In such circumstances the ruling rich never fail to appoint special panels of equal numbers of Democrats and Republicans to resolve supposed differences of opinion. These are the “blue ribbon” and direct representatives of the corporate elite who truly run the country. They are the bipartisan panels of capital that engage in trading billions and trillions in taxpayer dollars among themselves to advance their corporateand banking interests at the expense of the vast majority.

The same holds for the U.S. Supreme Court, the Federal Reserve, the Internal Revenue Service and all other top institutions of the capitalist state, where daily decisions are made in the exclusive interests of the ruling 0.1 percent. That was the scene in 2008 when the nation’s financial system faced imminent collapse. The top corporate and banking leaders met in private with the Treasury Secretary and the chair of the Federal Reserve to devise an unprecedented bailout, which was in a matter of a week or less, approved nearly unanimously by Congress.
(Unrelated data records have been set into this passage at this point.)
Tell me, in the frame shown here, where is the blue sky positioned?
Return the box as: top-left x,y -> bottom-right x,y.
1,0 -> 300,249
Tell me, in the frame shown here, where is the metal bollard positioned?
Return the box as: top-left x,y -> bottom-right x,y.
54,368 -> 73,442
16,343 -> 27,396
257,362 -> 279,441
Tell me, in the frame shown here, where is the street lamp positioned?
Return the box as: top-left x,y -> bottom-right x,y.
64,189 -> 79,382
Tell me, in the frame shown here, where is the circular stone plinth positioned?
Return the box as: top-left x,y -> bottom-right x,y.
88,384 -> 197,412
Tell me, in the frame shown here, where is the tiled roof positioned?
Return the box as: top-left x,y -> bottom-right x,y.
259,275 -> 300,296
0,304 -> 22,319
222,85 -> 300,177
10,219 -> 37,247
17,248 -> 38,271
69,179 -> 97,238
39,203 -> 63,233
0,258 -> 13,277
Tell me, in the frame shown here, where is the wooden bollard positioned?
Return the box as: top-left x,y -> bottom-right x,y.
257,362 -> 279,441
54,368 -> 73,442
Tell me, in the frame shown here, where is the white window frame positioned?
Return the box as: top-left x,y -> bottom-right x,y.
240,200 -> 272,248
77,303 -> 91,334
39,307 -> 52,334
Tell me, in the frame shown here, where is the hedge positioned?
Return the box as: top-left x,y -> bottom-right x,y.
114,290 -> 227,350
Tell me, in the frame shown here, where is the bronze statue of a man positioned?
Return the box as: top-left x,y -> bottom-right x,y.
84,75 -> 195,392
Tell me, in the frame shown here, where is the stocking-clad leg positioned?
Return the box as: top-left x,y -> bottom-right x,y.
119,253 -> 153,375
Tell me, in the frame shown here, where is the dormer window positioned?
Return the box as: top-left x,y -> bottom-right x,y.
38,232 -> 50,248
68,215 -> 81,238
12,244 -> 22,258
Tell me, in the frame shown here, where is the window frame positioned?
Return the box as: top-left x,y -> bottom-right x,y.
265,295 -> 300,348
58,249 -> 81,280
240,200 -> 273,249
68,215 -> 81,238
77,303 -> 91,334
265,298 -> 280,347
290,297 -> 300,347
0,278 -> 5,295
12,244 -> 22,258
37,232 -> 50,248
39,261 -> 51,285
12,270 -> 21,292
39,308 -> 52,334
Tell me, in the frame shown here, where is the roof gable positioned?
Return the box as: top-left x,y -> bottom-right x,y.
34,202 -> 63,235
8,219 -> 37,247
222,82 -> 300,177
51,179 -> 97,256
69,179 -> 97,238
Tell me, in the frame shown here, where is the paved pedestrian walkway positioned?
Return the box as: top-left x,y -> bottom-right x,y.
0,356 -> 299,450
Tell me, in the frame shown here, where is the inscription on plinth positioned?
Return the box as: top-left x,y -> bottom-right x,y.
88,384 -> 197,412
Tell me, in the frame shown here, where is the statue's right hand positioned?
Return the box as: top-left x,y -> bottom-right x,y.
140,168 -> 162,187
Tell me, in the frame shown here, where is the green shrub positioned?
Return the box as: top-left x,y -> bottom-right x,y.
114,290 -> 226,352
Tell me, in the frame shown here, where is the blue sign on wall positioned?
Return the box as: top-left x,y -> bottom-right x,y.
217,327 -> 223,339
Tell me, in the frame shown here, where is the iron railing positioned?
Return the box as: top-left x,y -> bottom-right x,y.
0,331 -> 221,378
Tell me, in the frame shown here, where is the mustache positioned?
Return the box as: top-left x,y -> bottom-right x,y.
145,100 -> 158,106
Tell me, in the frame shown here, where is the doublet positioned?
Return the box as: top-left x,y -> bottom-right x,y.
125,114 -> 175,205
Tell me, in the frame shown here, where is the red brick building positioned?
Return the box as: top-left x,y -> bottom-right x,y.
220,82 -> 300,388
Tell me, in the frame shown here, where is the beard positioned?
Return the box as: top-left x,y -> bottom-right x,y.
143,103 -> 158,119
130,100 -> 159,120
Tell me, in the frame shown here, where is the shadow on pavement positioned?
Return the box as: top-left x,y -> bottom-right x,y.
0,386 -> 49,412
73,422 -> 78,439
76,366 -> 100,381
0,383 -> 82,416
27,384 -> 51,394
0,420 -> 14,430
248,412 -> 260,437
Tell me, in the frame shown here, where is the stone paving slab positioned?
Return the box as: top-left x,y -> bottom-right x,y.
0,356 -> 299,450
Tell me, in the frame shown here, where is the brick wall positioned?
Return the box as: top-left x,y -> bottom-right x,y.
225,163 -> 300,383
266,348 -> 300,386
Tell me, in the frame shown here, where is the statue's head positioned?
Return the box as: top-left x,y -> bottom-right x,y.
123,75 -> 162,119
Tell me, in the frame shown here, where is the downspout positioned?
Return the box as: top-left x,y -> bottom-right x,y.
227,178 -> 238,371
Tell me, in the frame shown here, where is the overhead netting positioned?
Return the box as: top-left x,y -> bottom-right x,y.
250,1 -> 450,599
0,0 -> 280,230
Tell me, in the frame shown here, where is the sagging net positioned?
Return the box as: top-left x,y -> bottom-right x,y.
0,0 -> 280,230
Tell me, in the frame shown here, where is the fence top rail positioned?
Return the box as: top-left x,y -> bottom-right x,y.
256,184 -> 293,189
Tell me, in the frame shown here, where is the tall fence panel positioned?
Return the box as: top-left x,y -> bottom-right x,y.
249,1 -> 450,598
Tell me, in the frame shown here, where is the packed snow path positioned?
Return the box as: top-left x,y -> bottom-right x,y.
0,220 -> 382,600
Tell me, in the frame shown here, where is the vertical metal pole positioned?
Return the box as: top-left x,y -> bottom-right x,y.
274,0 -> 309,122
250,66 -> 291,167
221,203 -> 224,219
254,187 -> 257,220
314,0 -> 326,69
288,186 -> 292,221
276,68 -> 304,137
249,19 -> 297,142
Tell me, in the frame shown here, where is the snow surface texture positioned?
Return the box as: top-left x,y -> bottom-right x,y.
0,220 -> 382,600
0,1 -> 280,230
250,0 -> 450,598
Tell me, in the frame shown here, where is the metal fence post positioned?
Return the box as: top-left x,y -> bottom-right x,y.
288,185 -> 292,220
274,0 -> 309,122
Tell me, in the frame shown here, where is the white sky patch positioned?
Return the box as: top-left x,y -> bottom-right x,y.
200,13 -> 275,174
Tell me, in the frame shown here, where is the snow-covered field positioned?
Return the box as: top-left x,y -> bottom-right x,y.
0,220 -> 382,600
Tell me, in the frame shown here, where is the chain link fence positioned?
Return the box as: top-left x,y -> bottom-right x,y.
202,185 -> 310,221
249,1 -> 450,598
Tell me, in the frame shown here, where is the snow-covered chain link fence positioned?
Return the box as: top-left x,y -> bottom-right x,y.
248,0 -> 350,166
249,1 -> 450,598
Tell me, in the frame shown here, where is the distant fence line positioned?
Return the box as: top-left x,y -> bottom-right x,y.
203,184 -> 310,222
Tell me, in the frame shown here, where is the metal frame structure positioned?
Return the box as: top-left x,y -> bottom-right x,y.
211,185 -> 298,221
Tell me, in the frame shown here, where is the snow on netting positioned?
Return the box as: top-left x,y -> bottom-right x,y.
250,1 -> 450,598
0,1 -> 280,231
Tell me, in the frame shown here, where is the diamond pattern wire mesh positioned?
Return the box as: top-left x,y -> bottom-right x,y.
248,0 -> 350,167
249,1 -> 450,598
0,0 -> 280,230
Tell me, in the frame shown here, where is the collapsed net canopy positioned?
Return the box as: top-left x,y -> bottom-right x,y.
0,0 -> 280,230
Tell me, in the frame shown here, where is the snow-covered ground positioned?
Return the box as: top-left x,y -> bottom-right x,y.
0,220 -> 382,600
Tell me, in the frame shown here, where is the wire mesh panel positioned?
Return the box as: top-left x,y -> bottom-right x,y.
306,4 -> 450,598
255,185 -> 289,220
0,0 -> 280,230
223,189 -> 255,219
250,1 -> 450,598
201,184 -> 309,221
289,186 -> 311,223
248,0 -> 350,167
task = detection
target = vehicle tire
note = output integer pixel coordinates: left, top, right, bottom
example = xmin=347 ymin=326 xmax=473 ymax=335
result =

The working class and its representatives are excluded from all capitalist institutions. The U.S. is an advanced capitalist state in which the fundamental institutions of corporate capital dominate public, economic, and social life in accord with their interests only.

U.S. elections, today nearly year-round propaganda vehicles for the parties of the corporate elite, are little more than orchestrated “contests” aimed at convincing the “people” that they live in a democratic society. A recent poll indicates that 60 percent of the American people prefer a new party to emerge on the political scene, presumably one that represents their interests as opposed to those who currently govern.

They increasingly understand that there are no significant differences between Republicans, with their more overt reactionary babbling Tea Party wing, and the Democrats, with their own “Blue Dog” wing advocating ideas and policies that are similar to those of right-wing Republicans. In the end, this charade that passes for politics devolves into backdoor decision-making on every critical issue, whether it be to wage yet another trillion-dollar war or to grant trillions more to this or that section of the corporate power structure.

The need has never been greater for working people to break from the parties of capital and build their own working-class political party based on a reinvigorated and fighting trade-union movement, as well as on the hundreds and millions more who will be organized in new unions, all in alliance with the oppressed nationalities, immigrants, and youth. These are the kinds of institutions that the vast majority can organize, finance, participate in, control, and use to advance their interests in the political arena.

These institutions can and must also become the political expression of a fighting working class that takes on capitalist exploitation and oppression in the workplace, in the communities, and everywhere where working people fight for their basic rights.